The fifteenth percentile $P_{15}$ can be computed as follows:
$$ \begin{aligned} P_{15} &=\text{Value of }\bigg(\dfrac{15(n+1)}{100}\bigg)^{th} \text{ obs.}\\ &=\text{Value of }\bigg(\dfrac{15(25+1)}{100}\bigg)^{th} \text{ obs.}\\ &= \text{Value of }\big(3.9\big)^{th} \text{ obs.}\\ &= \text{Value of }\big(3\big)^{th} \text{ obs.}+0.9 \big(\text{Value of } \big(4\big)^{th}\text{ obs.}-\text{Value of }\big(3\big)^{th} \text{ obs.}\big)\\ &=19+0.9\big(20 -19\big)\\ &=19.9 \text{ dollars} \end{aligned} $$
Thus, the upper value of hourly wage rate for the lower $15$ % of the employees is $19.9$ dollars.

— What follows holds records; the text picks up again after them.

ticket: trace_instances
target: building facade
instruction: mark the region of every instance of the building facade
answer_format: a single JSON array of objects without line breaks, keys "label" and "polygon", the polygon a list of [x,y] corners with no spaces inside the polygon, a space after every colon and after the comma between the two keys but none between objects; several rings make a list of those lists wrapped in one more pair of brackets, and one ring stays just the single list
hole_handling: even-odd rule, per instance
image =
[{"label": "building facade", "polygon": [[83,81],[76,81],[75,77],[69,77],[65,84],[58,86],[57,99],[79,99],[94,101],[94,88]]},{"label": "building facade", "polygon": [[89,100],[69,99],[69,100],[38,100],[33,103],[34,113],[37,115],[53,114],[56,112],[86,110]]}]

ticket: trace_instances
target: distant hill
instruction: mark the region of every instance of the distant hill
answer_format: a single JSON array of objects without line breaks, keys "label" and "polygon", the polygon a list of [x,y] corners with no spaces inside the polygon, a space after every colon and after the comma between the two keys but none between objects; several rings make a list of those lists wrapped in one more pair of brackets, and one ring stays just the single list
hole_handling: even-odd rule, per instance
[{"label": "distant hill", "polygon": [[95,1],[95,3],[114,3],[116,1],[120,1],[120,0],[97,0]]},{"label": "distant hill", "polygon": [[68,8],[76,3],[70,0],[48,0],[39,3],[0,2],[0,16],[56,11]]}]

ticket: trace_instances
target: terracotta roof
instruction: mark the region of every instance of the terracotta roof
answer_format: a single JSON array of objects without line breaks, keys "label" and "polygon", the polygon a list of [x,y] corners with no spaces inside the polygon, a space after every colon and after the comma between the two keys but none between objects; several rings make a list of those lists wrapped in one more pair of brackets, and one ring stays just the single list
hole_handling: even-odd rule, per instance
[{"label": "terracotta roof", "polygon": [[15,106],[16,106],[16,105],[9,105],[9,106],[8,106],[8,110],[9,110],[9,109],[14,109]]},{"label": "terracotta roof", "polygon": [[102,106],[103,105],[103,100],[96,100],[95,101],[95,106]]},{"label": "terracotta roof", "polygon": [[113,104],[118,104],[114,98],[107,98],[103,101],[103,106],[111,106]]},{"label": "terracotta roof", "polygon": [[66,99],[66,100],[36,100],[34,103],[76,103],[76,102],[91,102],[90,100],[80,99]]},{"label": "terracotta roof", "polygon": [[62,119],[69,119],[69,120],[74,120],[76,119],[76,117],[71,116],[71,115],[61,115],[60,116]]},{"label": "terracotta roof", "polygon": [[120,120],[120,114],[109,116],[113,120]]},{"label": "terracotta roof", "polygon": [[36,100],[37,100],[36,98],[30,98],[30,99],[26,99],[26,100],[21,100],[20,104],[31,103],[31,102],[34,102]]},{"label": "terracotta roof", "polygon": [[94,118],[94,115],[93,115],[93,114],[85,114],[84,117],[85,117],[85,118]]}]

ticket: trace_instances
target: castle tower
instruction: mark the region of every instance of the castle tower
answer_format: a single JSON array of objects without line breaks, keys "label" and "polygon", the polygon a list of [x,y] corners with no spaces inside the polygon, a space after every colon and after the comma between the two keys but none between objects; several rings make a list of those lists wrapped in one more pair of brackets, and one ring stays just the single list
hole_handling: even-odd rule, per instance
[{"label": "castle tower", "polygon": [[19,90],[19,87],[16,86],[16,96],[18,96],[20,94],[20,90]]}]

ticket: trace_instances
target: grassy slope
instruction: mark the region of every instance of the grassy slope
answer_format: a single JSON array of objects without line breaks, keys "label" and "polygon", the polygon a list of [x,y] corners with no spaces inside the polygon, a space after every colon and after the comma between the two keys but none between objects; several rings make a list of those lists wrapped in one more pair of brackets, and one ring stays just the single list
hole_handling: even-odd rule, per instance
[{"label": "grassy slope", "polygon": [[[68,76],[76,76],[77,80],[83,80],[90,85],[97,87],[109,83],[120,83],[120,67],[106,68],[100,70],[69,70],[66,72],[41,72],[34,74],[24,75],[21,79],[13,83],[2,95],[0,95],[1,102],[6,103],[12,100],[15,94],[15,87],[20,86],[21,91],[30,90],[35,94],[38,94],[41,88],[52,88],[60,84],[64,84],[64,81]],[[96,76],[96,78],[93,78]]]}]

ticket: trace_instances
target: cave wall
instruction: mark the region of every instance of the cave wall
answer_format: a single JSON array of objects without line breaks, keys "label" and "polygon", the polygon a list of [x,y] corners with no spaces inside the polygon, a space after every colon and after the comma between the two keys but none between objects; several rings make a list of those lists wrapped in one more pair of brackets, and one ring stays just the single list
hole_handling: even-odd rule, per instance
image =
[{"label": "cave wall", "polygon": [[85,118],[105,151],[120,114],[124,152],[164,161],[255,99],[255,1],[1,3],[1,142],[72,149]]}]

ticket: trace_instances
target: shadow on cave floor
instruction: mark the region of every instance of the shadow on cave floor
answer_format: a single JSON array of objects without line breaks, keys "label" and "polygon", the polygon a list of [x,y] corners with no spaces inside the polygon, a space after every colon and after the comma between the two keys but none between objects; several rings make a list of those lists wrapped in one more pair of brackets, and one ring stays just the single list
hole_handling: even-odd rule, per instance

b. The upper wage rate for the lowest $45$ % of the employees is $P_{45}$.
The fourty fifth percentile $P_{45}$ can be computed as follows:
$$ \begin{aligned} P_{45} &=\text{Value of }\bigg(\dfrac{45(n+1)}{100}\bigg)^{th} \text{ obs.}\\ &=\text{Value of }\bigg(\dfrac{45(25+1)}{100}\bigg)^{th} \text{ obs.}\\ &= \text{Value of }\big(11.7\big)^{th} \text{ obs.}\\ &= \text{Value of }\big(11\big)^{th} \text{ obs.}+0.7 \big(\text{Value of } \big(12\big)^{th}\text{ obs.}-\text{Value of }\big(11\big)^{th} \text{ obs.}\big)\\ &=23+0.7\big(24 -23\big)\\ &=23.7 \text{ dollars} \end{aligned} $$
Thus, the upper value of hourly wage rate for the lower $45$ % of the employees is $23.7$ dollars.
c. The lower wage rate for the upper $25$ % of the employees is $P_{75}$.
The seventy fifth percentile $P_{75}$ can be computed as follows:
$$ \begin{aligned} P_{75} &=\text{Value of }\bigg(\dfrac{75(n+1)}{100}\bigg)^{th} \text{ obs.}\\ &=\text{Value of }\bigg(\dfrac{75(25+1)}{100}\bigg)^{th} \text{ obs.}\\ &= \text{Value of }\big(19.5\big)^{th} \text{ obs.}\\ &= \text{Value of }\big(19\big)^{th} \text{ obs.}+0.5 \big(\text{Value of } \big(20\big)^{th}\text{ obs.}-\text{Value of }\big(19\big)^{th} \text{ obs.}\big)\\ &=27+0.5\big(28 -27\big)\\ &=27.5 \text{ dollars} \end{aligned} $$
Thus, the lower value of hourly wage rate for the upper $25$ % of the employees is $27.5$ dollars.